SPLICING FACTOR FOR PHYTOCHROME SIGNALING promotes photomorphogenesis by regulating alternative splicing in Arabidopsis

Purpose: The goals of this study are to compare the transcriptome profiling and alternative splicing (AS) profiling between Col-0 wild type and SFPS knockout mutant (sfps-2) through RNA-seq to determine the molecular mechanisms of how splicing factor SFPS regulates photomorphogenesis in Arabidopsis. Results: Using an optimized data analysis workflow, we mapped about 100 million sequence reads per sample to the Arabidopsis genome (TAIR10) and identified 1495 differentially expressed genes between Col-0 and mutant dark samples; 1361 differentially expressed genes between Col-0 and mutant red light treated samples; 4291 differentially expressed genes between Col-0 dark and red light treated samples; and 4479 differentially expressed genes between mutant dark and red light treated samples.
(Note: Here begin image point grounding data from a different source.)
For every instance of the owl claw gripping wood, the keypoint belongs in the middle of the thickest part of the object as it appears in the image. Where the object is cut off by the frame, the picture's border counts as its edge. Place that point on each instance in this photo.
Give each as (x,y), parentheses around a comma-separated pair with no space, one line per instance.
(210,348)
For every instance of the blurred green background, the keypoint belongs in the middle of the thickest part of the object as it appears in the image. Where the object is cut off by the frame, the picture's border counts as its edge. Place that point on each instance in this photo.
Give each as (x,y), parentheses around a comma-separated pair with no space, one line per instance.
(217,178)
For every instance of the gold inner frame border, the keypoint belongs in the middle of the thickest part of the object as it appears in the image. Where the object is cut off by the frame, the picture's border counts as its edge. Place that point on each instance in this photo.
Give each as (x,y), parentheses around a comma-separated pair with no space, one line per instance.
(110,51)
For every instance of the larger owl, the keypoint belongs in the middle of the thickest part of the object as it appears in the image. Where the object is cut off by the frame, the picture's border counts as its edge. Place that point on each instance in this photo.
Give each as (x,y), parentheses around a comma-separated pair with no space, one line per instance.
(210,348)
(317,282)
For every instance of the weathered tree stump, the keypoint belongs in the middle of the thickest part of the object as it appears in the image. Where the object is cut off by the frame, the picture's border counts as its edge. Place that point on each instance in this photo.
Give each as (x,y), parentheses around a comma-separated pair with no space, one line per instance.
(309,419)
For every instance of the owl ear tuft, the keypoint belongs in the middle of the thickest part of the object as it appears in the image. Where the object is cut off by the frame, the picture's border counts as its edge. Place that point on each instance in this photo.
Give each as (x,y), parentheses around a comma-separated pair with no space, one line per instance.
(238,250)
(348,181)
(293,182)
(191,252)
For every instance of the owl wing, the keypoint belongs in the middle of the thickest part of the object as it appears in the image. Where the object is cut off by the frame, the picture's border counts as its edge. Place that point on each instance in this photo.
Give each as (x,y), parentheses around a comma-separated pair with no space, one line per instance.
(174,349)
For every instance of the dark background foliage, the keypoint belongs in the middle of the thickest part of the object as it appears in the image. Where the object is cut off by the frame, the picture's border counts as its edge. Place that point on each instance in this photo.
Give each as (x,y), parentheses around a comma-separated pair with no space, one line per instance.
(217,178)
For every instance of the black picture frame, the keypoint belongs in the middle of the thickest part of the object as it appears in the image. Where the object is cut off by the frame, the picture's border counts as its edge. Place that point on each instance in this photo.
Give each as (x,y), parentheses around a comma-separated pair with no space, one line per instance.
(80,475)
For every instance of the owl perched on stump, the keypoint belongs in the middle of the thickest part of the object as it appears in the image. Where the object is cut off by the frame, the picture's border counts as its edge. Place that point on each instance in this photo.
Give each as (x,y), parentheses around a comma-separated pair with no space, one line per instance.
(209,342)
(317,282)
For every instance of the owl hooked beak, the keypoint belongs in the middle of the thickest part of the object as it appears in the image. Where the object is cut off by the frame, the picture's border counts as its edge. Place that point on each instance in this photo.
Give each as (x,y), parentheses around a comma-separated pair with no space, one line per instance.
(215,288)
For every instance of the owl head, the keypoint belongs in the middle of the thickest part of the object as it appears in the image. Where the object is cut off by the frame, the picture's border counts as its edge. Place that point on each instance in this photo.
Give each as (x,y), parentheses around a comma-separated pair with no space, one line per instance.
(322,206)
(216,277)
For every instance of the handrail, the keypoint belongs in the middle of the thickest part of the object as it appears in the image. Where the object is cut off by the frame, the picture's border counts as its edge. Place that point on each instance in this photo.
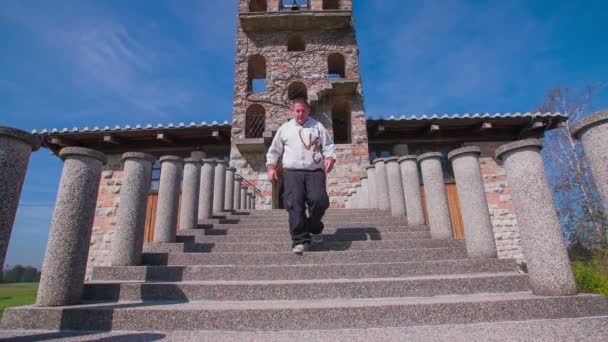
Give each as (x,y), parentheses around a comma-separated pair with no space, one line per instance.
(255,189)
Except for gene expression, we also discovered 788 differentially spliced bins between Col-0 and mutant dark samples; 827 differentially spliced bins between Col-0 and mutant red light treated samples; 610 differentially spliced bins between Col-0 dark and red light treated samples; and 405 differentially spliced bins between mutant dark and red light treated samples. Altered splicing of 9 genes was confirmed with qRT-PCR, demonstrating the high degree of sensitivity of the RNA-seq method. Conclusions: Our study represents the first detailed analysis of SFPS mutant transcriptomes, with biologic replicates, generated by RNA-seq technology. Our results show that SFPS regulates photomorphogenesis in Arabidopisis through regulating the splicing activity of light signaling genes, which helps us. Overall design: Methods: Total RNA (rRNA was depleted) is extracted from 4-day-old Col-0 wild-type (WT) and SFPS knockout mutant (sfps-2) dark grown seedlings with or without 3hrs continuous red light irradiation (7µmolm-2s-1). The RNA-seq libraries are generated according to the commercial handbook from the Illumina kit (TruSeq Stranded Total RNA with Ribo-Zero Plant). The transcriptome and alternative splicing profiles are generated from Col_D, Col_Rc, mut_D, and mut_Rc samples, in triplicate. The sequence reads were analyzed to find the differentially expressed genes or differentially spliced bins by the following packages: TopHat, Cufflinks, and ASpli. qRT–PCR validation was performed using TaqMan and SYBR Green assays.